EPES educator and course coordinator Angelina Jara García said the course “arose from the belief in the important role women play in the transformation of their communities. Women are on the front line of defense of the dignity of our people, as was shown during the pandemic.”
Angelina added that “…together and as part of a network we have the capability to build societies based on social justice, in this region so dominated by inequity and violence that violates our rights.”
Women are on the front line of defense of the dignity of our people, as was shown during the pandemic … together and as part of a network we have the capability to build societies based on social justice, in this region so dominated by inequity and violence that violates our rights.
Coady teaching staff member Veronica Torres emphasized the course’s importance for “enabling dialogue concerning tools, concepts, and practices in feminist leadership.”
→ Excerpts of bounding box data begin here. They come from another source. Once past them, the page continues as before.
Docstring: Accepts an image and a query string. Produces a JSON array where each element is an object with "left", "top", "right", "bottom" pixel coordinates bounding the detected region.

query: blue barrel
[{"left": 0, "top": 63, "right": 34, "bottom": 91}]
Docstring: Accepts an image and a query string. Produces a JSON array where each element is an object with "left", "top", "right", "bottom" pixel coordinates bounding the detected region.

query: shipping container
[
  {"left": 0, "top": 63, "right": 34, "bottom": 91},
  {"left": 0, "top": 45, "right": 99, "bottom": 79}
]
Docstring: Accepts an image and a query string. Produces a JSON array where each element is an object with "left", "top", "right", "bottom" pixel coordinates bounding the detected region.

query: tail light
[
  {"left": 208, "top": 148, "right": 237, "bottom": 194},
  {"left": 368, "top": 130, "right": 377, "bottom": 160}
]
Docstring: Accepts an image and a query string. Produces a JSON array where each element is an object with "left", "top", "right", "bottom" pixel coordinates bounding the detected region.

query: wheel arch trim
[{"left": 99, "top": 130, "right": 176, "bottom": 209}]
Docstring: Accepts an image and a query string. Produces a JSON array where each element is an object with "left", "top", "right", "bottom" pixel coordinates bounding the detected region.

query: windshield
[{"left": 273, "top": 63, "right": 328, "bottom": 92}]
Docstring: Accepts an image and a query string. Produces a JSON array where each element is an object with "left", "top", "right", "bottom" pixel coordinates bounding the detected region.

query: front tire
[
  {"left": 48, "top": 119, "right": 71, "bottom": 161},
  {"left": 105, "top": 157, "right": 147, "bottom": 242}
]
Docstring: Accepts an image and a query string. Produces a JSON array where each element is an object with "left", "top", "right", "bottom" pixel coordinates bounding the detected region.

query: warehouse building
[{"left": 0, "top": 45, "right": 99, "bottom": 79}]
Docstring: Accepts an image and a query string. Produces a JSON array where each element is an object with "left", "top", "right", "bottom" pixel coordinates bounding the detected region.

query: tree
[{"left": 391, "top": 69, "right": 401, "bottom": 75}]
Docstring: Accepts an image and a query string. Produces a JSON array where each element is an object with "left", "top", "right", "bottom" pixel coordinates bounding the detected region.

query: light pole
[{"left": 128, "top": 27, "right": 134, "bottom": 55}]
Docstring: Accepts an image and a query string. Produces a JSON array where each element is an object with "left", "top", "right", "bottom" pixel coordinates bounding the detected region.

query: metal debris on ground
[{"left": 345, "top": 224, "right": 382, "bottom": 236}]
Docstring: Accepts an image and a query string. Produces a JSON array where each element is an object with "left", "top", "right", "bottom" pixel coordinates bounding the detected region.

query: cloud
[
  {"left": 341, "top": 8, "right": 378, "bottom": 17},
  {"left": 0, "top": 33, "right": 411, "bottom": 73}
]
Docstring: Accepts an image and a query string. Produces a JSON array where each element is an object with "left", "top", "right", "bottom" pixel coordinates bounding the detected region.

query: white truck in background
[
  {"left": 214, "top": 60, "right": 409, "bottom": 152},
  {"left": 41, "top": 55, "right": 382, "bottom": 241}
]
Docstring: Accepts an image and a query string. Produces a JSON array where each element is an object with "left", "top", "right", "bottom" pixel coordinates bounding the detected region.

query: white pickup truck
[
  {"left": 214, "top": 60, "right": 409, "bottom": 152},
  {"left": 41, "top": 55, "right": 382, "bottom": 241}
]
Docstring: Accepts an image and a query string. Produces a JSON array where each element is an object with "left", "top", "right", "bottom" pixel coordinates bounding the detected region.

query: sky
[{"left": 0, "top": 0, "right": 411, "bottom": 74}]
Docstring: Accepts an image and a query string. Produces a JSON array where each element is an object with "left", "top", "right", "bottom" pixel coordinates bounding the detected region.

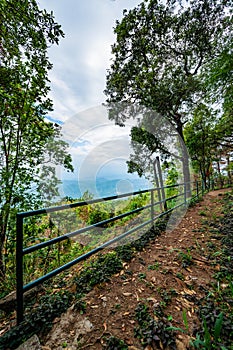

She assured participants that the communications and self-help techniques they acquired through the course “will strengthen women’s struggles for and with other women in their communities.”
As EPES Executive Secretary Sonia Covarrubias pointed out, the Latin American women’s movement has some familiarity with popular education as a tool for generating collective transformational processes.
Veronica and Angelina, as well as Coady’s Director of International Centre for Women’s Leadership Eileen Alma helped the women identify different leadership models that apply to their contexts, while also mapping their own talents, skills, needs, and dreams to validate their understanding of what leadership means.
Eileen also invited the participants to explore the true meaning of self-care and collective caring, recapping with feminist writer Audre Lorde’s (1988) affirmation, “Caring for myself is not an self-indulgence; it is preservation, and that is an act of political warfare.”
Olga Montufar, a social policy expert of Mexico, said her learning from others’ experiences enabled her to perceive the weaknesses as well as the strengths of her organization, the Indigenous Disabled Women Movement.
“As disabled indigenous people we have harnessed our own life experiences to highlight vulnerability and lack of rights,” Olga said.
Through the course she rediscovered the steps that must be followed to ensure the success of popular education.
Nidia López, a Guatemalan clinical psychologist, said the course equipped her with “useful, dynamic tools and valuable lessons that gave me ideas and methods for conducting my own workshops and training sessions using popular education.”
The most important lesson Patricia Pinto, of Chile, learned was “the transversal character of gender inequality in different countries and cultures, and how much remains to be done to create a policy capable of generating real and deep changes.”
Sonia says the Coady-EPES partnership shed new light on popular education by posing innovative ways to approach and convene women, while also incorporating a broader range of health-related issues, such as the environment and self-care.